羊羹はもともと、中国発祥の羊肉のスープだった|食の雑学ノート
「羊羹」の「羹(訓読み:あつもの)」は、「とろみのある汁物」という意味。なので中国語で「羊羹」とは「羊の肉を煮込んだとろみのあるスープ」を指すのだが、私たちの知る「羊羹」は、上品な小豆の甘さが口に広がる和菓子の王様だ。一体、なぜなのか?

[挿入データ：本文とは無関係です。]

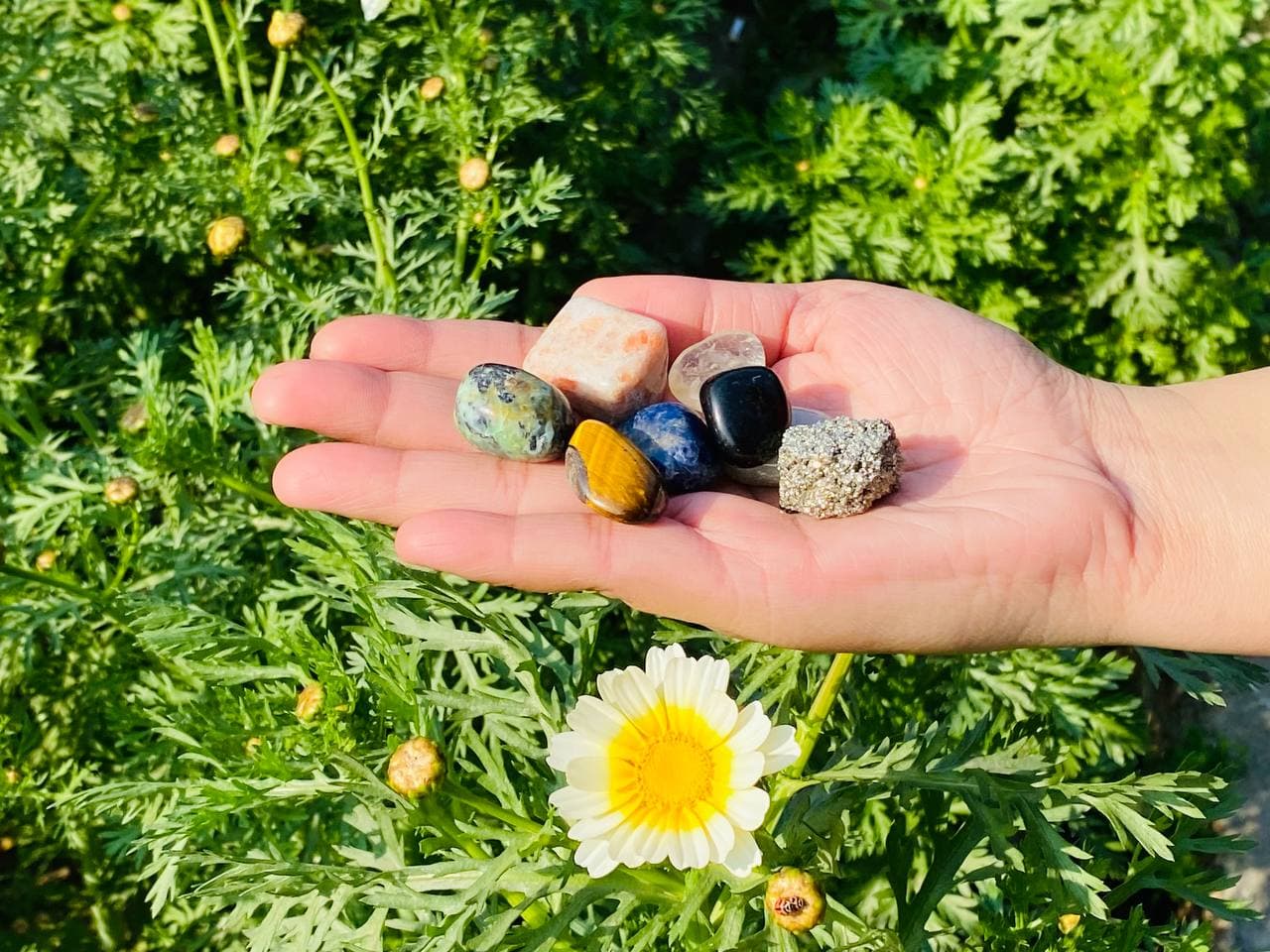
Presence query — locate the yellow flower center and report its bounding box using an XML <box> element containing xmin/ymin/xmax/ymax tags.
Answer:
<box><xmin>608</xmin><ymin>707</ymin><xmax>731</xmax><ymax>831</ymax></box>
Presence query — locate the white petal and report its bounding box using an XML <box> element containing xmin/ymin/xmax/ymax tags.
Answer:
<box><xmin>566</xmin><ymin>757</ymin><xmax>608</xmax><ymax>793</ymax></box>
<box><xmin>595</xmin><ymin>666</ymin><xmax>661</xmax><ymax>721</ymax></box>
<box><xmin>727</xmin><ymin>701</ymin><xmax>772</xmax><ymax>753</ymax></box>
<box><xmin>644</xmin><ymin>645</ymin><xmax>684</xmax><ymax>684</ymax></box>
<box><xmin>566</xmin><ymin>694</ymin><xmax>626</xmax><ymax>744</ymax></box>
<box><xmin>662</xmin><ymin>657</ymin><xmax>704</xmax><ymax>707</ymax></box>
<box><xmin>667</xmin><ymin>833</ymin><xmax>687</xmax><ymax>870</ymax></box>
<box><xmin>706</xmin><ymin>813</ymin><xmax>736</xmax><ymax>863</ymax></box>
<box><xmin>758</xmin><ymin>724</ymin><xmax>803</xmax><ymax>775</ymax></box>
<box><xmin>727</xmin><ymin>750</ymin><xmax>765</xmax><ymax>789</ymax></box>
<box><xmin>548</xmin><ymin>787</ymin><xmax>608</xmax><ymax>822</ymax></box>
<box><xmin>724</xmin><ymin>787</ymin><xmax>771</xmax><ymax>830</ymax></box>
<box><xmin>574</xmin><ymin>839</ymin><xmax>617</xmax><ymax>880</ymax></box>
<box><xmin>681</xmin><ymin>826</ymin><xmax>711</xmax><ymax>870</ymax></box>
<box><xmin>698</xmin><ymin>690</ymin><xmax>740</xmax><ymax>738</ymax></box>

「羊羹」は鎌倉~室町時代、禅宗を学ぶために中国へ留学をした僧侶により日本へもたらされた。中国で「羊羹」は、羊の肉を煮込んだスープで、これは冷えると羊肉のゼラチン質が固まって、煮こごりのようになった。禅僧は肉食が禁じられていたため、小豆や小麦粉、葛粉などの植物性の食材を羊肉に見立てた独自のレシピが出来上がり、和菓子「羊羹」のルーツになったといわれている。時代と共にだんだんと甘みが加わって、まずは蒸羊羹※が誕生。そして江戸時代後期には、現在主流とされる煉羊羹が作られるようになったという。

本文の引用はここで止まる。